# Good Friday



## MeanieCalvinist (Apr 14, 2006)

I just want to share what is going on a work today.
Today while ordering lunch, a few of the guys that do not enjoy discussing God nor do they attend a church, mentioned that they can not eat beef.They went for fish and chips. I told them I was going to have a burger and fries and they were a little shocked that I did not hold to the Catholic Church Dogma. Too funny, anyway, this has lead to much discussion concerning Bible and tradition..
I pray that the Lord would be glorified in what goes on today in our discussions.


----------



## biblelighthouse (Apr 14, 2006)

> _Originally posted by MeanieCalvinist_
> They went for fish and chips. I told them I was going to have a burger and fries and they were a little shocked that I did not hold to the Catholic Church Dogma. Too funny, anyway, this has lead to much discussion concerning Bible and tradition...


----------



## Semper Fidelis (Apr 14, 2006)

I used to be Roman Catholic. I don't remember too many details of 1976 but I remember opening up my lunch bag on a Friday during Lent to discover my Mom had accidentally packed a bologna and cheese sandwich. She did it by accident.

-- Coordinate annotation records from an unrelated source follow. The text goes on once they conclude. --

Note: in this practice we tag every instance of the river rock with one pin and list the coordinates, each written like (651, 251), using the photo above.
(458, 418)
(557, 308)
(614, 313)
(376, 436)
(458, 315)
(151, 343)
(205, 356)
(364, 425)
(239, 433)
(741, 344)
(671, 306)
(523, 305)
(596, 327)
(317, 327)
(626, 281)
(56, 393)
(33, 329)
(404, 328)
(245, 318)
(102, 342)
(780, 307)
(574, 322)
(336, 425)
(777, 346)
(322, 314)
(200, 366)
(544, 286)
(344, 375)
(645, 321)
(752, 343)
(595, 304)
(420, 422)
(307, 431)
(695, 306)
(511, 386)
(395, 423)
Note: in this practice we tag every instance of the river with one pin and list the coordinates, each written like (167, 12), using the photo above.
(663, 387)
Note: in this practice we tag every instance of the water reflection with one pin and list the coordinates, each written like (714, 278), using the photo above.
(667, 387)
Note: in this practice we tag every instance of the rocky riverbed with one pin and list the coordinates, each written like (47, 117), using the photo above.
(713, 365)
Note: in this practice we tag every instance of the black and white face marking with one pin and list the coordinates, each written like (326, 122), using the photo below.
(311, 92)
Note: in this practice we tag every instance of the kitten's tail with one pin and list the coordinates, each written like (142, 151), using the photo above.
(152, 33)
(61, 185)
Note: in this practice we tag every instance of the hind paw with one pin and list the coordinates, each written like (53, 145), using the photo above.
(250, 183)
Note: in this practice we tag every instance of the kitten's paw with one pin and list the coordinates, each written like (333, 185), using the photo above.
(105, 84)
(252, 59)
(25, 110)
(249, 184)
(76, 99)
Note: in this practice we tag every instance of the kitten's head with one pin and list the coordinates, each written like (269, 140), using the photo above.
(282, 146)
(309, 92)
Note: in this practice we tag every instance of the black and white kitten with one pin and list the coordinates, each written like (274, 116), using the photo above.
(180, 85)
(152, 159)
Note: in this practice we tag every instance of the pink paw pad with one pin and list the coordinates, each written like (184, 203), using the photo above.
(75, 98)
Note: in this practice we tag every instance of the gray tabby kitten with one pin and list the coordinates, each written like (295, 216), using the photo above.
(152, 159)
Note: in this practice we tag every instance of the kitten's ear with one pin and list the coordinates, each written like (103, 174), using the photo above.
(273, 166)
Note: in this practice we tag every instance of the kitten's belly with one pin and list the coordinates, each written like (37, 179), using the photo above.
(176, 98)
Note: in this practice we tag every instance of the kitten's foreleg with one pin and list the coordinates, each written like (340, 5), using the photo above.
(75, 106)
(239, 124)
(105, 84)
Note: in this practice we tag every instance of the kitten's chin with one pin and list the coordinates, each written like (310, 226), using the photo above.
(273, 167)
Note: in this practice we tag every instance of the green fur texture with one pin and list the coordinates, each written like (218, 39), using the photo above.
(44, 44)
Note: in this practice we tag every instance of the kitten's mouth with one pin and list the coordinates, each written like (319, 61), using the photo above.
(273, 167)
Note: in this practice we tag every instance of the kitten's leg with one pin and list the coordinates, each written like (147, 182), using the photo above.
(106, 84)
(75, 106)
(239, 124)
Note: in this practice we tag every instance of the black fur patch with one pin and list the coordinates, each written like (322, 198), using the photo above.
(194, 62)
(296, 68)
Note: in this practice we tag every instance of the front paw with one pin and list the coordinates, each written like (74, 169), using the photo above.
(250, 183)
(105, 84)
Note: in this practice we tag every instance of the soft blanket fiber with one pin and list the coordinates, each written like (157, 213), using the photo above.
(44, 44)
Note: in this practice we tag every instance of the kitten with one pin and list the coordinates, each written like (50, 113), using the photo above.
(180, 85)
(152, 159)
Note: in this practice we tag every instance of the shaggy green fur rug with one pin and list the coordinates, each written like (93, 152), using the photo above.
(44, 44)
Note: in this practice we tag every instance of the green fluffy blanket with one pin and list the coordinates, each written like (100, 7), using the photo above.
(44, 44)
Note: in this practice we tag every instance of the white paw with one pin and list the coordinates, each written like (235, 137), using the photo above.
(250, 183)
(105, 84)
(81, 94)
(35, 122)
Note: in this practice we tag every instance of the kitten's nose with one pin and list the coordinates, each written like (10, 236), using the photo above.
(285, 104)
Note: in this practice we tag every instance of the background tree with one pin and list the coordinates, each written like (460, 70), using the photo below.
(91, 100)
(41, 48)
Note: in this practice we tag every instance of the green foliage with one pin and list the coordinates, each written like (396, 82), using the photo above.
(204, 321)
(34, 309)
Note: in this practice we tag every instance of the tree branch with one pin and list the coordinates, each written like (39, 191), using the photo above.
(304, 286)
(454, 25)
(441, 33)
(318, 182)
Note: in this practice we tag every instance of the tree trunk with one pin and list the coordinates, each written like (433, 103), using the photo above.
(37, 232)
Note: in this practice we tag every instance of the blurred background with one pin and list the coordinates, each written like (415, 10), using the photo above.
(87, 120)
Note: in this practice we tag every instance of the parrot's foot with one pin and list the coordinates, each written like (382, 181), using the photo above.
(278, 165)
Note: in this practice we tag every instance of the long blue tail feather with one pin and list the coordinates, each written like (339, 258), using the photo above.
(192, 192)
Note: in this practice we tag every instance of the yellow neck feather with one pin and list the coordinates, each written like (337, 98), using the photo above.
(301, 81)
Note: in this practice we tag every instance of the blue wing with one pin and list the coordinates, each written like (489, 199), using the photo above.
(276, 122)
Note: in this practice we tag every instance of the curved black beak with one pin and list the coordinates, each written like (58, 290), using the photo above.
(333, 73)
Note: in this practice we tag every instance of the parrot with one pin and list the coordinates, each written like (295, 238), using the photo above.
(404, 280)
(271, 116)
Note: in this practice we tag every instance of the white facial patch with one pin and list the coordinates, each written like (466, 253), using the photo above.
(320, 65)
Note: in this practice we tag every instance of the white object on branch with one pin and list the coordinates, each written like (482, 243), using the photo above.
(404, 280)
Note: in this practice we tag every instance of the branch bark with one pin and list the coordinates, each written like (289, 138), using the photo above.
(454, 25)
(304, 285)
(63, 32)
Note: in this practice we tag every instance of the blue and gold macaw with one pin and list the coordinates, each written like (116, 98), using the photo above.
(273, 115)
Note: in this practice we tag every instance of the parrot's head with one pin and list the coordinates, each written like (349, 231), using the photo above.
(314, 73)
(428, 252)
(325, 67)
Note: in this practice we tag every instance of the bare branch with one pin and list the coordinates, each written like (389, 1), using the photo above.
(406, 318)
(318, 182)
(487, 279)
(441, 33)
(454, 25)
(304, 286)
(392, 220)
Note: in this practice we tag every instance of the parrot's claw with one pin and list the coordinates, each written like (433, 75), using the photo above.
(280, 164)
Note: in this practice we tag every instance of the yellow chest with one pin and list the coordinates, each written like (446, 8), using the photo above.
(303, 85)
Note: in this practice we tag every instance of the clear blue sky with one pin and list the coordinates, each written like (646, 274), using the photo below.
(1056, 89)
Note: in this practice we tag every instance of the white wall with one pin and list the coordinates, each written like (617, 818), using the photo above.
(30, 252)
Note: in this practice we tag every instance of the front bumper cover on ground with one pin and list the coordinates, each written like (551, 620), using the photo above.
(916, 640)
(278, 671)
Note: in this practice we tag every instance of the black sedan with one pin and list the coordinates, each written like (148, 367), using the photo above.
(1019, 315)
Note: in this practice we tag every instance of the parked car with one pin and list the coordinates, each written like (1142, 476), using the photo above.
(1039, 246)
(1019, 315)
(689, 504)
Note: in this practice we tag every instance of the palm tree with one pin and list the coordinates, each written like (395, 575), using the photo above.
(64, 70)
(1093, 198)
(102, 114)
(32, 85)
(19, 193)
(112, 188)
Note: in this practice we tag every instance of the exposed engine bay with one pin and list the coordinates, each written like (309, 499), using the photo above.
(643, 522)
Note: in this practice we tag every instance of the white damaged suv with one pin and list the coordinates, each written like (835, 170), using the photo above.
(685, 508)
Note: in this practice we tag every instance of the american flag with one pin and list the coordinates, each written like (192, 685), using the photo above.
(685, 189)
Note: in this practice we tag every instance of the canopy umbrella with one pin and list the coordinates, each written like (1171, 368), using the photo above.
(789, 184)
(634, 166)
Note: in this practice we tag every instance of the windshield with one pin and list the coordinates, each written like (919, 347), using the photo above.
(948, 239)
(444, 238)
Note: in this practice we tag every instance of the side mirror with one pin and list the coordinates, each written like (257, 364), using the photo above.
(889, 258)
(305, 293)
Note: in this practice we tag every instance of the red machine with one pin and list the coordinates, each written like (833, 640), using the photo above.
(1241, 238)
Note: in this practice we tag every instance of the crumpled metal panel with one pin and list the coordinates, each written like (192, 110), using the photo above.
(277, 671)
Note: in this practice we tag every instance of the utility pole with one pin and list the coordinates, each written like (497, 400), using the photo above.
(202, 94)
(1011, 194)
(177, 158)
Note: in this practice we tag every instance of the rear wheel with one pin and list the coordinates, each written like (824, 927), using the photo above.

I ate it but felt _really_ guilty.


----------



## MeanieCalvinist (Apr 14, 2006)

> _Originally posted by SemperFideles_
> I used to be Roman Catholic. I don't remember too many details of 1976 but I remember opening up my lunch bag on a Friday during Lent to discover my Mom had accidentally packed a bologna and cheese sandwich. She did it by accident.
> 
> I ate it but felt _really_ guilty.



I wonder how many other children have been through such an experience due to the "traditions of men"?


----------



## MeanieCalvinist (Apr 14, 2006)

Thanks to Comcast fan: I have had to discuss the my thoughts on an image of Jesus showing up on an Easter Egg... and The Scientology/Silent Birth. Very interesting stuff today. However, they hate hearing about sin and judgment... 
For all who have comcast check out all this stuff on there today.


----------